Mr. Faruqi's Genius for Mixing Up Thread Ends
Walking in the footsteps of his father, Mr. Faruqi first made an interpolation in a passage in Tiryaqul Qulub, to the effect that the Promised Messiah had believed Mirza Mubarak Ahmad, the fourth son, was the Muslih Mau'ud. But seeing that Mubarak Ahmad had died in early boyhood, he then takes up the position that the Muslih Mau'ud
was to come among the distant descendants of the Promised Messiah, in probably the remote future, and by holding this view, he is contradicting his own earlier conclusions that the Muslih Mau'ud
was to be in the immediate first generation, or in the fourth (Truth Triumphs, page 30). He makes a reference to an Ilham
in Tazkira, page 691, to the effect that "All the victory was to come after him, the manifestor of truth and dominance, even as though Allah Himself had come down from the heavens", and proceeds to conclude on this basis:
"All glory will come after his advent. He will be the personification of Truth and Uprightness, as if Allah had descended from the Heaven." (Tazkira, Page 691)
"Hazrat Mirza Sahib indicates in his book Tazkirat
as to when that victory of faith and religion will come... And three hundred years from today will not have passed, when those Muslims and Christians who are awaiting the second advent of Jesus Christ, will become utterly disappointed and will forsake the idea. Then there would be only one predominant religion, and one guide (The Holy Prophet Mohammad). I have come to sow the seeds and I have done it. Now the plants will grow and flourish and there is none who can prevent this." (Truth Triumphs, Page 33)
After quoting this passage, Mr. Faruqi proceeds to draw the conclusion:
"This statement indicates that the Promised Muslih will be the Mojaddid
of the sixteenth century Hijrah, and at his hands the complete dominance of Islam will be accomplished. Allah, of course, knows best."
It is surprising that, according to the statements and writings of the Promised Messiah, the Ilhami
promise of God was that the Muslih Mau'ud
was to be born within a period of nine years.
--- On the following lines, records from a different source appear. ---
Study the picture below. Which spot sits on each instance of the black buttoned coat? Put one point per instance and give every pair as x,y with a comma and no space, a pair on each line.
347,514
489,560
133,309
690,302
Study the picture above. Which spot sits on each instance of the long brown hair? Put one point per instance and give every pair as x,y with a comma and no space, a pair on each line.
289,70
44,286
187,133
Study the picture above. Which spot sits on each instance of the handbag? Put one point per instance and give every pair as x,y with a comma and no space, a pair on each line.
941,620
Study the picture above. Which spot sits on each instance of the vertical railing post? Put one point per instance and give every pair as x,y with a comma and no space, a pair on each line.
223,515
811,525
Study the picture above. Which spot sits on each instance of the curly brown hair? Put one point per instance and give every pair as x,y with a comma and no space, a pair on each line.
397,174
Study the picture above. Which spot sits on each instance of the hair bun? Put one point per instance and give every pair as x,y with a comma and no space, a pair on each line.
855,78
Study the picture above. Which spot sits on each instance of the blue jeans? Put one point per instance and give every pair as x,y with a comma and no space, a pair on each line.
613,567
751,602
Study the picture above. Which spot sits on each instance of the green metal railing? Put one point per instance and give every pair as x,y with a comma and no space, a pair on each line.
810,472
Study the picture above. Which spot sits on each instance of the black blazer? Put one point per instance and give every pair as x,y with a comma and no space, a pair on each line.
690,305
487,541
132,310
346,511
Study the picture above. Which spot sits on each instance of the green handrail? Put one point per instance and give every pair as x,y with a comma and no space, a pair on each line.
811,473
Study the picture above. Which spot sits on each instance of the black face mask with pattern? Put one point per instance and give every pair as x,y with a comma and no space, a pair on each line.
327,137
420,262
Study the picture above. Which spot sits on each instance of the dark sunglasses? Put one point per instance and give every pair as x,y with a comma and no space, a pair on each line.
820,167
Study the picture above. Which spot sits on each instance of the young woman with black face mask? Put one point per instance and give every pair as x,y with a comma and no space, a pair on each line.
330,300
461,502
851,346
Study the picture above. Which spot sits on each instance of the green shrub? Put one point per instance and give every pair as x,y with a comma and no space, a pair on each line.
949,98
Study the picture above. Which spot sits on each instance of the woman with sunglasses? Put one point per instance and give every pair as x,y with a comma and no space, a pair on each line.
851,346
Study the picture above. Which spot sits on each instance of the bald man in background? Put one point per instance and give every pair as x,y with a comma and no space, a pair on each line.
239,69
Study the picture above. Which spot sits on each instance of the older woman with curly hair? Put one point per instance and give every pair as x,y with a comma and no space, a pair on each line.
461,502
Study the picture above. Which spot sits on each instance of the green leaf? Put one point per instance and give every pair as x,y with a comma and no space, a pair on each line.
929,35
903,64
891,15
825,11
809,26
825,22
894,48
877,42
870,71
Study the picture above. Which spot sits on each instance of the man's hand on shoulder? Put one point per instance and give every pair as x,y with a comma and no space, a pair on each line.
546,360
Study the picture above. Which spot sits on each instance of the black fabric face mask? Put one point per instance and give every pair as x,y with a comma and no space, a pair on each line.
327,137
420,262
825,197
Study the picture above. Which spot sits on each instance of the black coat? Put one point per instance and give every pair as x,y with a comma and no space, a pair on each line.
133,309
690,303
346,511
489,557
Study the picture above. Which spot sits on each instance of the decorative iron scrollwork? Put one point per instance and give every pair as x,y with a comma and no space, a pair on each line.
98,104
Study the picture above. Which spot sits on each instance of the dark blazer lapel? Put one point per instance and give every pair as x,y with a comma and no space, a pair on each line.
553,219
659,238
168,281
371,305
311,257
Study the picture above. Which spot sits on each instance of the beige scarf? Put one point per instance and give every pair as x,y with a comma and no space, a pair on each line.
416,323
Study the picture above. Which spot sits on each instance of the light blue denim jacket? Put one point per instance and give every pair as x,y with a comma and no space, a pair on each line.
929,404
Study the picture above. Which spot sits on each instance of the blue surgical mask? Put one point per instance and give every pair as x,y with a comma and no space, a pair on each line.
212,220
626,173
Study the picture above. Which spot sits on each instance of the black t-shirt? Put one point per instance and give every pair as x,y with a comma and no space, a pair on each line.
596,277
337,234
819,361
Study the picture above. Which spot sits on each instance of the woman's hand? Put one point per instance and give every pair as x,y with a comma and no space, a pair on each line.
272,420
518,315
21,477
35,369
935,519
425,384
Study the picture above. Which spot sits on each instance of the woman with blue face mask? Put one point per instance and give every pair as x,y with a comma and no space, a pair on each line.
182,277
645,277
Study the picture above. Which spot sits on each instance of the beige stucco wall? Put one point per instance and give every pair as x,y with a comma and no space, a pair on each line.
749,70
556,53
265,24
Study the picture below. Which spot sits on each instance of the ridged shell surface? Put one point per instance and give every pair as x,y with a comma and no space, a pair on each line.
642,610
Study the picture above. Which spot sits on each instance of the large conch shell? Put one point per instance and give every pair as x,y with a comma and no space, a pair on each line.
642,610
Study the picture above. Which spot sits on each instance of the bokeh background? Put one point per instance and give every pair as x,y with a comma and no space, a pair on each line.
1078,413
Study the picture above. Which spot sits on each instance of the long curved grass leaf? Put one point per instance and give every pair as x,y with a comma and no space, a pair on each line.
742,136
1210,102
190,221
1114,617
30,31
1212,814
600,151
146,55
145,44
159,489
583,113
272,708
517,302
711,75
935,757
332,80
But on page 30 of his book, Mr. Faruqi, first places the son in the first generation or in the fourth; and now on page 33 of the same book, he takes another view, namely, that he well might turn out to be the Mojaddid
of the sixteenth century of the Hijrah, although the fourth generation of the descendants of a man can normally come within one hundred years; while the sixteenth century after the Promised Messiah would come two hundred years afterwards.
In the Ilham
here under reference, what has been stated is that the complete victory would come after the Muslih Mau'ud, not in his life-time. But to beg his own pet and particular point, Mr. Faruqi is now doing his best to interpret this Ilham
to mean that the Muslih Mau'ud
would be the Mojaddid
of the sixteenth century of the Hijra.
Mr. Faruqi's interpretation that the Muslih Mau'ud
will come in the fourth generation of the descendants of the Promised Messiah, is evidently falsified by his own second line of thought that the Promised Muslih
would come in the sixteenth century; and this thesis of his advent in the sixteenth century is ruled out, on the basis of the Ilhami
promise of God, since, under the Ilhami
promise, the Promised Muslih
was to take birth definitely within nine years of the date when the prophecy was made. Above all, in view of the Ilhami
identification on page 14 of Tiryaqul Qulub, he was to be one of the four sons, namely, Mirza Bashiruddin Mahmud Ahmad, Mirza Bashir Ahmad, Mirza Sharif Ahmad, and Mirza Mubarak Ahmad. Since the last named, died in early boyhood, as had been foreshadowed in certain Ilhams
received by the Promised Messiah, the question, indisputably, boils down to just this that the Muslih Mau'ud
was to be one of the remaining three sons. Therefore, only the interpretation given by Mr. Faruqi on page 30 of his book: "It may be that this boy would be born in this very generation" can be held to be in accord with the Ilhami
identification, to the effect that the Muslih Mau'ud
was to be one of the three sons, left after the death of the youngest, namely, Mirza Mubarak Ahmad.